The recent barring of Florida public university professors from testifying against the state in a voter rights case highlights the erosion of freedom of speech in its universities.  Although this decision has been rescinded in response to protests and broad condemnation, it is hardly the only example of attempts to chill speech.   Florida has instituted an annual viewpoint audit for its state universities.  It almost certainly will provide an opportunity for Republican Governor Rick DeSantis and legislators to intervene under the banner of political diversity to push their own partisan agenda.

Particularly disturbing is the new Florida bill passed to authorize the recording of classes by students without the permission of professors.  It is no accident that such class recordings are to be made even when faculty members object. Student recording is intended as a way to monitor what professors say to their students.  Capturing allegedly liberal bias on tape is part of a broader agenda of surveillance emerging from a deep-seated belief on the political right that a variety of institutions (media, universities, civil society NGOs) are aligned against their fundamental principles—and, ultimately, it is intended to intimidate political opponents.

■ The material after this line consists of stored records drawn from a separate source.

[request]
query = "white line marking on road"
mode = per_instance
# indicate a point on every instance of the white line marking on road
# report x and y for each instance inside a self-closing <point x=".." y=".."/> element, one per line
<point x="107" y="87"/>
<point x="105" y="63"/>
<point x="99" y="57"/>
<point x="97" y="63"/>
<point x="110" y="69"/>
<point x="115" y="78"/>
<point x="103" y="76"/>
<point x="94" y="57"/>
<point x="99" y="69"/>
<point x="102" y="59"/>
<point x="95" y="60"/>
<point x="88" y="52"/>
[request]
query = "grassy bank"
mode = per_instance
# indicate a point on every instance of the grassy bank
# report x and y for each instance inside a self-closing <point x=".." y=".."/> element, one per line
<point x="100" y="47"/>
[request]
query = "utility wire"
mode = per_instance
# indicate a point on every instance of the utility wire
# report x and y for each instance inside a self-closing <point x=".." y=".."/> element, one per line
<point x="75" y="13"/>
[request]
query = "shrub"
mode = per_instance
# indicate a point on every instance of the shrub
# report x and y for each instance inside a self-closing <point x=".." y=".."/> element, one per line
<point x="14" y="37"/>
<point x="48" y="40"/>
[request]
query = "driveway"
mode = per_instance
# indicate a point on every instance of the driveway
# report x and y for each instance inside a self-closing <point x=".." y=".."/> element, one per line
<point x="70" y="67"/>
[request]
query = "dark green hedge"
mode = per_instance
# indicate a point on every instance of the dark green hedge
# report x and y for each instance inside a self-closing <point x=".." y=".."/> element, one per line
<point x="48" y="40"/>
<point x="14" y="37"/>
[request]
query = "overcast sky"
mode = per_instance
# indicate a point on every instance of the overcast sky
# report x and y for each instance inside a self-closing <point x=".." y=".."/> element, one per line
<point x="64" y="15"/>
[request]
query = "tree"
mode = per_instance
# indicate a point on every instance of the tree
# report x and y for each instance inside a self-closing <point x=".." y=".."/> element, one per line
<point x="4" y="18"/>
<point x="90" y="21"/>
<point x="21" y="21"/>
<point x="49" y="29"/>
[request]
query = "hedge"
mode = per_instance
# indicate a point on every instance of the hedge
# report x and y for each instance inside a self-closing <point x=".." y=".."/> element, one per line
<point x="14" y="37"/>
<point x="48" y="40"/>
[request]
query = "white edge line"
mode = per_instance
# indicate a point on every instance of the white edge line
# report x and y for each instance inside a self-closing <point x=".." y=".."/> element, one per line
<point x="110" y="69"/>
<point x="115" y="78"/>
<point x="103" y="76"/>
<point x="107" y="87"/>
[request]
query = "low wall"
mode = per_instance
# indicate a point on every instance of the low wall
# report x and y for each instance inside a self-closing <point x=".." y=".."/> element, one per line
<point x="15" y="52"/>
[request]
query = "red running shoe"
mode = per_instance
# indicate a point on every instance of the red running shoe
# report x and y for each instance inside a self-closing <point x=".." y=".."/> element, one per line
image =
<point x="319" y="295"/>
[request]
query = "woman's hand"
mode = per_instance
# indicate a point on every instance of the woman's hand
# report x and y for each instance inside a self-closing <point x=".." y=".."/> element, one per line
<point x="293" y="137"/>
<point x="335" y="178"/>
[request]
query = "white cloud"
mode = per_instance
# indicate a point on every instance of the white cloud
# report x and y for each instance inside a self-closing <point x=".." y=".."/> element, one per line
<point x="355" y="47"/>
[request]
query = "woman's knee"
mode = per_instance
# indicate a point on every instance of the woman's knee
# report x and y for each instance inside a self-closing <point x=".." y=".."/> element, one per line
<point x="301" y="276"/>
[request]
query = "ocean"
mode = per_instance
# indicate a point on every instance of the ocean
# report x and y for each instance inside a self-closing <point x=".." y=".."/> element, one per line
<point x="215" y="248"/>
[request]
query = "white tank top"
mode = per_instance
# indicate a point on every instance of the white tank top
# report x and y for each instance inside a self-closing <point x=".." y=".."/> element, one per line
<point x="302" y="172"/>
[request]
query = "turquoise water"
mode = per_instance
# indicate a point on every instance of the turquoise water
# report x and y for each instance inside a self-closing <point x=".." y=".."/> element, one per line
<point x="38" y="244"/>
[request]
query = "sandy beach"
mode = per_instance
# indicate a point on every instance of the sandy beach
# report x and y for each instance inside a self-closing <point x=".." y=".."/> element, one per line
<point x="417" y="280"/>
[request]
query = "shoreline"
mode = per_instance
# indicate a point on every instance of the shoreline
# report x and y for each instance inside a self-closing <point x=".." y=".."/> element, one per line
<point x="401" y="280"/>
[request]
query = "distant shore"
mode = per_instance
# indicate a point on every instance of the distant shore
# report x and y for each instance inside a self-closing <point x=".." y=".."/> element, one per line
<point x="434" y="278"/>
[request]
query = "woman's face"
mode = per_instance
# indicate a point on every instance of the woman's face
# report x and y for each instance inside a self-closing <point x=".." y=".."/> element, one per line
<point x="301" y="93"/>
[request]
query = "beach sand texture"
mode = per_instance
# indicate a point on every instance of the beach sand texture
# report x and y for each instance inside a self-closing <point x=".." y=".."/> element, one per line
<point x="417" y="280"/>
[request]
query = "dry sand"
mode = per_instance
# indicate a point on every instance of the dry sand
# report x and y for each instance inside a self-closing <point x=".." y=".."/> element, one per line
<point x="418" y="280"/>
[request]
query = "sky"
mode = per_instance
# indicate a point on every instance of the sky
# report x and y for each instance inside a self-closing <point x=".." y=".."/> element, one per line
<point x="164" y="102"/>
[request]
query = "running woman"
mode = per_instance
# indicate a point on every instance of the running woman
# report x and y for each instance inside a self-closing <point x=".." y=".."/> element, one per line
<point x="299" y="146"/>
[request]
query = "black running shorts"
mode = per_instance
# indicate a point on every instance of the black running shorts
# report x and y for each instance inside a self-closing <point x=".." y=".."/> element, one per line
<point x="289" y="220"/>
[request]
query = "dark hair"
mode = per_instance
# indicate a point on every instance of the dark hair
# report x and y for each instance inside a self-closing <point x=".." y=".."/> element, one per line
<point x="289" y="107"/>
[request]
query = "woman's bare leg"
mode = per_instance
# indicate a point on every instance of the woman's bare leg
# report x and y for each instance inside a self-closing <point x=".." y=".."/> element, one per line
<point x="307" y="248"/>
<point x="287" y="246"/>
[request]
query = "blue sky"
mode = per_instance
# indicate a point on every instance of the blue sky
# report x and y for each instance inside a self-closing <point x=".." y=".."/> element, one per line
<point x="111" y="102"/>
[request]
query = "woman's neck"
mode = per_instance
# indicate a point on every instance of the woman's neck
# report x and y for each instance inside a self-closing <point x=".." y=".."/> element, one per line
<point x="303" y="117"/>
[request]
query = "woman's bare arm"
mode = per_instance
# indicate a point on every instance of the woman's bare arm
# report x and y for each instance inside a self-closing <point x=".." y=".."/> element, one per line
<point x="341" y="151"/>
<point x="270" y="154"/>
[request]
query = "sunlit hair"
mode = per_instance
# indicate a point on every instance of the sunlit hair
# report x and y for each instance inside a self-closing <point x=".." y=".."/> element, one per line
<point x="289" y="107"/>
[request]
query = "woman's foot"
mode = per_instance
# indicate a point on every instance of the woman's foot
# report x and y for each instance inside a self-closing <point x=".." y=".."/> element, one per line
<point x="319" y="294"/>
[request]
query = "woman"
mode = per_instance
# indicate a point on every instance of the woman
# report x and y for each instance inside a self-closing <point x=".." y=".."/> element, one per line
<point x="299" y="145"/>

Recording without consent can have an extraordinary chilling effect not only on professors, but on students as well.  The very possibility of student discussions being kept permanently and perhaps widely circulated will irrevocably alter the atmosphere of candid exchange at the core of intellectual inquiry.   Classrooms are supposed to be places where new ideas, competing —sometimes disfavored opinions— are raised, and controversial topics openly discussed.  “Scholarship cannot flourish,” the Supreme Court declared nearly 70 years ago, “in an atmosphere of suspicion and distrust.”  Our current culture of denunciation reminds us how easily statements are quoted out of context.  Who knows what comments made in a classroom might be used against a student years later?

Consider what might happen to an international student describing human rights abuses in their home country when an authoritarian regime hears the tape and targets the student or their family.  Or imagine how a future judicial nominee might have embarrassing mistakes from years earlier recirculated in the midst of a confirmation process.  A student who discusses controversial social issues concerning abortion, gender fluidity, racism, or civil liberties does so at the risk that their comments might resurface at a time when norms have changed or in ways that they might be misconstrued out of context.  No genuine  safeguards exist to prevent a student enrolled in a course from making further copies of recordings posted automatically online.

Until this point, general cultural norms protected speech in Connecticut’s public universities.  But the threat of recorded classes—sometimes promoted by shortsighted administrators or students seeking convenience as well as those seeking to regulate the speech of others—poses a new threat that should be countered by legislation prohibiting classroom recording without the consent of instructors.

In the area of Freedom of Information Act (FOIA), Connecticut also has been lagging in its response.  Conservative political groups have been demanding access to the email of faculty at public colleges by filing FOIA requests.  FOIA was intended to provide transparency so the workings of government should be visible to its citizens.  But FOIA has been used to lift statements from faculty email that involve scientific research over climate change, political observations made between colleagues, and responses to students that would otherwise be confidential.  The purpose behind many of these FOIA requests is —as it is with classroom recording— to make a case for academic liberal bias.

As taxpayers, Connecticut citizens have every right to see how their tax dollars are being spent.  Unpublished scientific research, frank and unvarnished discussions among scholars, and pedagogic discussions, however, are best left confidential.  To publicize such material assembled from emails takes away a most fundamental form of human agency —deciding when thoughts are ready to be inscribed in a more permanent or widely circulating medium.  Connecticut is ranked poorly among states in its protection of academic speech from unwarranted FOIA requests.  The state legislature should consider a bill that creates a FOIA exception for deliberative processes, academic and scientific research, pedagogic materials and evaluation of student work, and trade secrets.

It is an unfortunate sign of our times that we need to consider new legislation to protect old liberties.  But Florida’s example reminds Connecticut what it needs to defend.

Steven Wilf  is a Professor of Global Commerce at the University of Connecticut Law School.